Thousands of fear-stricken people spent the night outdoors after a new earthquake killed dozens of people and spread more misery in Nepal, which is still reeling from a devastating quake that killed more than 8,000 nearly three weeks ago.
A US Marine Corps helicopter carrying six marines and two Nepalese soldiers was reported missing while delivering disaster aid in north-eastern Nepal, US officials said, although there have been no indications the aircraft crashed.
Home ministry official Laxmi Dhakal said yesterday that army helicopters were scouring the Sunkhani area, nearly 50 miles north-east of Kathmandu, for the missing helicopter.

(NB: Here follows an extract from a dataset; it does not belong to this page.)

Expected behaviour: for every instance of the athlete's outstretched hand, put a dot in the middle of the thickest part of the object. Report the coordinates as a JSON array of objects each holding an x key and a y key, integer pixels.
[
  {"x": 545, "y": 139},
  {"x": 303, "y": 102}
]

Tuesday’s magnitude-7.3 quake, centred between Kathmandu and Mount Everest, struck hardest in the foothills of the Himalayas and triggered landslides that blocked roads to remote villages in several districts. Most of the 65 people confirmed dead by yesterday morning were in Dolakha district, located north-east of Kathmandu, the district’s chief administrator Prem Lal Lamichane said.

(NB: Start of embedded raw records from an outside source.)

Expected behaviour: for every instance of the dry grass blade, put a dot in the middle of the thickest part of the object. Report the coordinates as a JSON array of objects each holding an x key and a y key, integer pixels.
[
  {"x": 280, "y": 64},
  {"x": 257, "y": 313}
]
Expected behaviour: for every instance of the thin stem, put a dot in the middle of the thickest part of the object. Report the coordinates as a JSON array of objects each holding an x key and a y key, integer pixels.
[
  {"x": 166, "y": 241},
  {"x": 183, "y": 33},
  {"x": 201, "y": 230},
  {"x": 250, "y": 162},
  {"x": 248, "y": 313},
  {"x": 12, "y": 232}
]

“People are terrorised. Everyone is scared here. They spent the night out in the open,” Lamichane said, adding that the administration was running out of relief material.
He asked the government to send more helicopters and supplies, and said there were many injured people stranded in villages.
Tuesday’s quake also left nearly 2,000 injured, according to the home ministry’s latest count. But that toll was expected to rise as reports trickled in of people in isolated Himalayan towns and villages being buried under rubble, according to the United Nations’ office for the co-ordination of humanitarian affairs.
Tremors radiated across parts of Asia. In neighbouring India, at least 16 people were confirmed dead after rooftops or walls collapsed on to them, according to India’s home ministry. Chinese media reported one death in Tibet.
The magnitude-7.8 earthquake that hit Nepal on 25 April killed more than 8,150 people and flattened entire villages, leaving hundreds of thousands homeless in the country’s worst-recorded quake since 1934. The US Geological Survey said Tuesday’s earthquake was the largest aftershock to date of that destructive quake.
Impoverished Nepal appealed for aid from foreign nations, as well as medical experts to treat the wounded and helicopters to ferry food and temporary shelters to hundreds of thousands left homeless amid unseasonal rains.
Search parties fanned out to look for survivors in the wreckage of collapsed buildings in Sindhupalchowk’s town of Chautara, which had become a hub for humanitarian aid after last month’s quake.
In Washington, navy Captain Chris Sims said the missing Huey helicopter was conducting disaster relief operations near Charikot, Nepal.
A nearby Indian helicopter heard radio chatter about a possible fuel problem, said US army Colonel Steve Warren.